Version control system for schemas, designed to work well with standard source control. The database schema is stored as a series of patches in your standard source repository, and Cesium helps you keep manage the changes and facilitates a multi-branch workflow.

This is different from most attempts at versioning SQL schemas in that Cesium actually understands your SQL. It has a complete MySQL dialect SQL parser built in, based on grammar extracted from the MySQL source code. It can construct an internal representation of your schema, to which DDL statements can be applied. For that reason, Cesium doesn't even need a database connection to figure out what has changed. This makes Cesium an ideal complement to a multi-branch development workflow: the internal representation allows Cesium to determine whether patches contains conflicts, and in many cases it can resolve those conflicts automatically.

Cesium is work in progress, and this README is more of design document than an accurate representation of what's currently here.

Commands

Cesium uses a git-like command line interface.

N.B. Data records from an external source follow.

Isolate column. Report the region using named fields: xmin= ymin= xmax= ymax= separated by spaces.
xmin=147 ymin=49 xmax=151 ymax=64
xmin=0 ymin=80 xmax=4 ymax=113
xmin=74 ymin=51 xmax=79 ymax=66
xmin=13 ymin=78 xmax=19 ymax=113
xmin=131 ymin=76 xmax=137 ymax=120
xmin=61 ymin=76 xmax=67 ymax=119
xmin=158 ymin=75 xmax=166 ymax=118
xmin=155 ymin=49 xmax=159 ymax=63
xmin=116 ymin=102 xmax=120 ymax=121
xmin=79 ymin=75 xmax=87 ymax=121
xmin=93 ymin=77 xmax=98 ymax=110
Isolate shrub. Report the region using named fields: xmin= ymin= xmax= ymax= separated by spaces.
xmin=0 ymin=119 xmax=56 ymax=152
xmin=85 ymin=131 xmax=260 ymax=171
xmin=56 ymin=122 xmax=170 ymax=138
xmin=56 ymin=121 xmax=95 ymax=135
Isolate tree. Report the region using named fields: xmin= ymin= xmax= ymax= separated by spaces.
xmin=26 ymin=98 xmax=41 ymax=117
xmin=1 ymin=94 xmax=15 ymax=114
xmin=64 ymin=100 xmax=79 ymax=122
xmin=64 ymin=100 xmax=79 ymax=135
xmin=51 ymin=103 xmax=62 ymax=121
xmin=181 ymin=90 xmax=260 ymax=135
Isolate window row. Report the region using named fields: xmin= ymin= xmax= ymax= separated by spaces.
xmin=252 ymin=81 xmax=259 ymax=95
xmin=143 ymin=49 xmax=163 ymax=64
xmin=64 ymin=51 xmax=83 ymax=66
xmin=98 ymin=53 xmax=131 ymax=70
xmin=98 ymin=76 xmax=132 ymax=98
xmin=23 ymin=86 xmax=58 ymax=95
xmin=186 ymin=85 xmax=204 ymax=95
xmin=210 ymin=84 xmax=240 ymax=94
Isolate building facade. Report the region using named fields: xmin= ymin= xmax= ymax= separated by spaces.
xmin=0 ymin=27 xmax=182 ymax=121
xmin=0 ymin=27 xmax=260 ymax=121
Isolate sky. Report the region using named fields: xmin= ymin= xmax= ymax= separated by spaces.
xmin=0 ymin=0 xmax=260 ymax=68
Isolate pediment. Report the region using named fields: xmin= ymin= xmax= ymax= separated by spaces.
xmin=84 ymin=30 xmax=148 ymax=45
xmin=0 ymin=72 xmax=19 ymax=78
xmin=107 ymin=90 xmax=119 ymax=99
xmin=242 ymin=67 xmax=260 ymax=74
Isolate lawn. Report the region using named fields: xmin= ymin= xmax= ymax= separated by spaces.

  • cs db - Manage your database configurations
  • cs init - Initialize a cesium repository
  • cs deploy - Create a new database based on the schema described by the repository, or upgrade an existing database
  • cs retrieve - Retrieve the schema from a database and commit it to the repository
  • cs console - Open a console session to a database
  • cs patch - Add a new patch to the repository
  • cs status - Show current changes to database compared to the cesium repository
  • cs dump - Dump the schema as described by the cesium repository, or by the active database
  • cs tree - Prints the patch tree, highlighting which of the patches that have been applied to the active database
  • cs merge - Unify a diverging tree

Structure

Cesium uses a git-like chain of patches with DDL to represent the database schema. Each diff is stored in a .sql-file with some additional meta data represented as comments at the beginning of the file:

The root might look like this:

initial_import.sql

#% Hash: XXXXXXXXXXXXXXXXXXXXXXXXXXXXXXXX
#% Author: Emil Hernvall <emil@znaptag.com>
#% Description: Initial schema dump

CREATE TABLE user (
    user_id INT UNSIGNED AUTO_INCREMENT,
    user_email VARCHAR (255) NOT NULL,
    user_password VARCHAR (64) NOT NULL,
    PRIMARY KEY (user_id)
) ENGINE=InnoDB;

With a child having the following format:

add_user_active_column.sql

#% Parent: initial_import.sql
#% Hash: YYYYYYYYYYYYYYYYYYYYYYYYYYYYYYYY
#% Author: Emil Hernvall <emil@znaptag.com>
#% Description: Added a column to keep track of active vs. disabled users

ALTER TABLE user ADD COLUMN user_active ENUM ('0', '1') DEFAULT '1';

Now a second developer commits a new diff on another git branch:

create_guestbook_table.sql

#% Parent: initial_import.sql
#% Hash: ZZZZZZZZZZZZZZZZZZZZZZZZZZZZZZZZ
#% Author: Emil Hernvall <emil@znaptag.com>
#% Description: Added the guestbook table

CREATE TABLE guestbook (
    guestbook_id INT UNSIGNED AUTO_INCREMENT,
    user_id INT UNSIGNED NOT NULL,
    guestbook_text VARCHAR (1024) NOT NULL,
    guestbook_timestamp TIMESTAMP DEFAULT CURRENT_TIMESTAMP,
    PRIMARY KEY (guestbook_id),
    INDEX idx_lookup (user_id, guestbook_timestamp)
) ENGINE=InnoDB;

The schema tree has now diverged along with the source control repository. When the branches are merged, we have a structure like this:

| add_user_active_column.sql
|
| | create_guestbook_table.sql
|/
|
| initial_import.sql

However, due to Cesiums understanding of schema DDL, it can verify that there's no conflict and merge the tree automatically. We now have a clean history:

| create_guestbook_table.sql
| add_user_active_column.sql
| initial_import.sql

This is accomplished simply by changing the parent of create_guestbook_table.sql to add_user_active_column.sql rather than initial_import.sql.